Piazza Solferino is a square in the historic center of Turin; is located at the junction of via Pietro Micca, via Santa Teresa, via Alfieri, via Lascaris, via dell'Arcivescovado, via Bertola, via Giannone and via Cernaia: However, in hindsight, it is nothing more than the extension of corso Re Umberto, which represents the starting point. It takes its name from the town of Solferino, in the province of Mantua and the battle that took place on June 24, 1859, which saw the victory of franco-Piedmontese troops against the Austrians during the second war of independence. In addition to valuable 19th century architecture, the square hosts the Teatro Alfieri, one of the most popular in the city.

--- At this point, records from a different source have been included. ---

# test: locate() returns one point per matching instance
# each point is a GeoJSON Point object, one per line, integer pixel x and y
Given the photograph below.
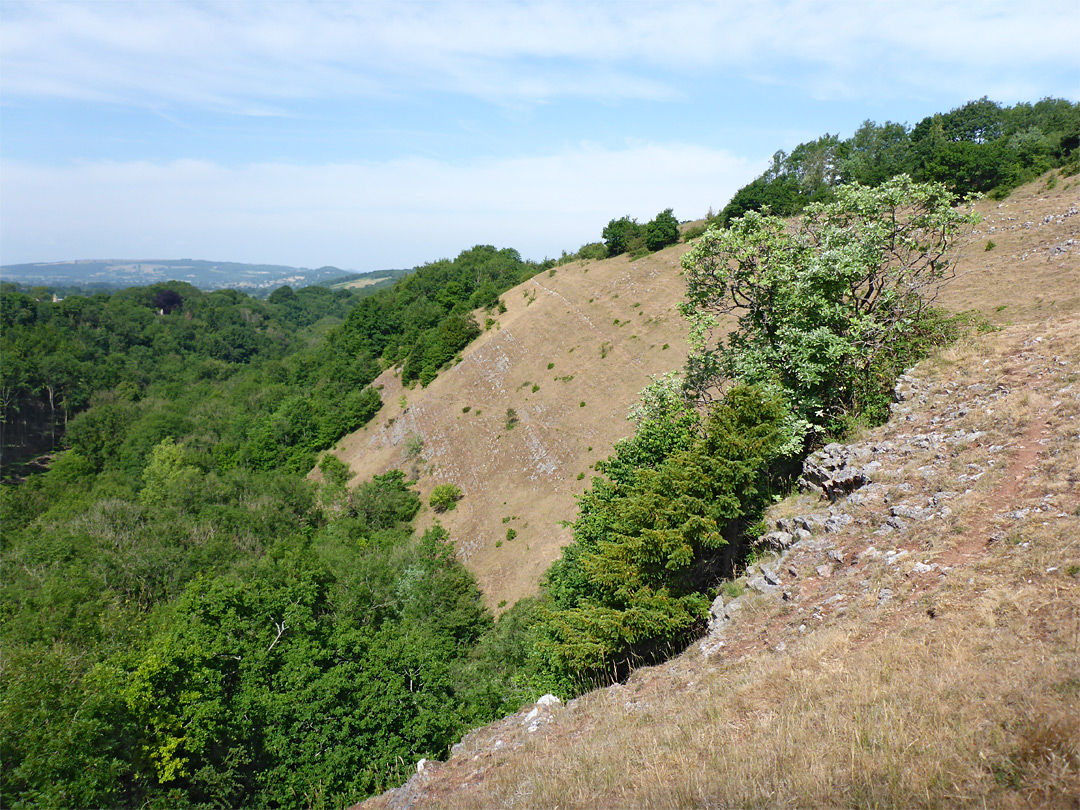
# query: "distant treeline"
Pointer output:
{"type": "Point", "coordinates": [294, 368]}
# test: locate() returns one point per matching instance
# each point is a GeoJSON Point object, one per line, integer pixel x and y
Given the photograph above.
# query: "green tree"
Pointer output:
{"type": "Point", "coordinates": [444, 497]}
{"type": "Point", "coordinates": [622, 235]}
{"type": "Point", "coordinates": [661, 231]}
{"type": "Point", "coordinates": [820, 306]}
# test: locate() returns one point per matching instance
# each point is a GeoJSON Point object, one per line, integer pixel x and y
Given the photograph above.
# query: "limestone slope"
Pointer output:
{"type": "Point", "coordinates": [568, 356]}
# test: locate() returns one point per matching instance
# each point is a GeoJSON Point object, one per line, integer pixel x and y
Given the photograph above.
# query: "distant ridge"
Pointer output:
{"type": "Point", "coordinates": [116, 273]}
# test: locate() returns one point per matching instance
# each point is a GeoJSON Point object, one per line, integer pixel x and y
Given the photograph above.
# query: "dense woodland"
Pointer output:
{"type": "Point", "coordinates": [189, 621]}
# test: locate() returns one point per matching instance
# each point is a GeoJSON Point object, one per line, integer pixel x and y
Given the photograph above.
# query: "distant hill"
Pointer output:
{"type": "Point", "coordinates": [118, 273]}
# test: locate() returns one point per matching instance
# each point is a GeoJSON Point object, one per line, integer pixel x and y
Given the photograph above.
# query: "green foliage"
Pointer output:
{"type": "Point", "coordinates": [661, 231]}
{"type": "Point", "coordinates": [335, 471]}
{"type": "Point", "coordinates": [980, 147]}
{"type": "Point", "coordinates": [628, 235]}
{"type": "Point", "coordinates": [821, 308]}
{"type": "Point", "coordinates": [629, 588]}
{"type": "Point", "coordinates": [445, 497]}
{"type": "Point", "coordinates": [623, 235]}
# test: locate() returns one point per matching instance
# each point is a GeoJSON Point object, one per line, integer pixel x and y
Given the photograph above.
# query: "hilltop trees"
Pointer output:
{"type": "Point", "coordinates": [628, 235]}
{"type": "Point", "coordinates": [823, 305]}
{"type": "Point", "coordinates": [980, 147]}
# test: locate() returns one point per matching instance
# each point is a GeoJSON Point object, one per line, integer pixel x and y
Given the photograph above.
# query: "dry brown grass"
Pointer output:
{"type": "Point", "coordinates": [960, 690]}
{"type": "Point", "coordinates": [944, 712]}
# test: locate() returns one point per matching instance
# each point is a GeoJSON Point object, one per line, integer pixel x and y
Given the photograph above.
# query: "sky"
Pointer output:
{"type": "Point", "coordinates": [372, 135]}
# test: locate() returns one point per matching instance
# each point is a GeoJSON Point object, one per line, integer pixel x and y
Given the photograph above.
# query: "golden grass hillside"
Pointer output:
{"type": "Point", "coordinates": [574, 350]}
{"type": "Point", "coordinates": [921, 648]}
{"type": "Point", "coordinates": [569, 356]}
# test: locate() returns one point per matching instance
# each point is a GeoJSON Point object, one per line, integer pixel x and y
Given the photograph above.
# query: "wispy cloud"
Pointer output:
{"type": "Point", "coordinates": [352, 215]}
{"type": "Point", "coordinates": [240, 56]}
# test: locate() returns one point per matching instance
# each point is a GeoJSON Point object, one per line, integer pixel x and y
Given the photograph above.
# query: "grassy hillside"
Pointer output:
{"type": "Point", "coordinates": [569, 356]}
{"type": "Point", "coordinates": [605, 323]}
{"type": "Point", "coordinates": [920, 649]}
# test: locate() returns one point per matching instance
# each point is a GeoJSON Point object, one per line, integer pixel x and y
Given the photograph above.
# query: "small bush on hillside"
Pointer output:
{"type": "Point", "coordinates": [445, 497]}
{"type": "Point", "coordinates": [334, 470]}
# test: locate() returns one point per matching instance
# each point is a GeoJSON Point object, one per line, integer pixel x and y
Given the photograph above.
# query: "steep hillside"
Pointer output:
{"type": "Point", "coordinates": [569, 356]}
{"type": "Point", "coordinates": [914, 643]}
{"type": "Point", "coordinates": [602, 326]}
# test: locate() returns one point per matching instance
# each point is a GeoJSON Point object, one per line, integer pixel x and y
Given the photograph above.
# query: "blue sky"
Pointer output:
{"type": "Point", "coordinates": [372, 135]}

The square, which until the Napoleonic era was known as the market square of wood and called Forest square, was originally an irregular shape. Post on the outskirts of town, on the square faced various heterogeneous buildings with sheds, low buildings and boundary walls to protect gardens and private gardens. After the presentation of some projects, the final version still visible today was that of 1853, by the architect Carlo Promis. Later the Central flower beds at via Alfieri, who were held in 1870. In 1855 it was built the Teatro Alfieri, one of the most famous of the city. The Theatre today, Padala, was built between 1855 and 1858. The January 5, 1858, however, a massive fire destroyed it completely, forcing to rebuild it again. In 1877 the square was enriched of a new monument dedicated to Ferdinando of Savoy-Genoa, the sculptor Alfonso Balzico, while in 1884 was the monument to Giuseppe Messina exile flour. During the 19th century were built stately buildings, including the prestigious Palace of architect Carlo Ceppi Ceriana and the elegant mansion that once stood at the confluence of the current via Pietro Micca and via Santa Teresa, destroyed during the bombings of World War II: in its place was built in the 1950s, to a design by architect Walter Carl, the Tower of Solferino 15 floors above ground. In 1930 he was the famous Fontana Angelica, by the sculptor Giovanni Riva.
Famous are the two monuments that adorn the square: first, the fountain angelica, in 1930 and consists of four groups of statues that refer to the four seasons. Was commissioned by Mayor Riccardo Cattaneo. It was built to a design by the sculptor Giovanni Riva thanks to funding from the Minister Paolo Baiotti and took its name from the latter's mother (Angelica Cugiani). First thought to position it in front of the duomo, piazza San Giovanni, then piazza Solferino was chosen because it represented a better scenario to contain it. Also in the square is the equestrian monument to Ferdinand of Savoy-Genoa when, during the battle of Bicocca of 1849, where he was mortally wounded his horse. The work was created by the sculptor Alfonso Balzico. At the beginning of 2004 was inaugurated, a double Atrium Pavilion designed by Giorgetto Giugiaro. On the occasion of the 20TH Olympic Winter Games this pavilion hosted Sponsor Village, the space where the main sponsors of the Olympics would show up. The structures were dismantled in 2010.
Redevelopment of the square
Following controversies about the opportunity to provide for the Elimination of at least one of the two halls Atrium now fallen into disuse, in the course of 2010 were dismantled both and work began for the construction of an underground car park.
Completed jobs, the city of Torino has launched the new square on June 16, 2013 and was relocated the monument to Giuseppe La Farina, Patriot restored after being removed in 2003 and a new and colourful Sundial.
Piazza Solferino is the setting and the background of many scenes of the film the second time (1995), directed by Mimmo Calopresti Turin.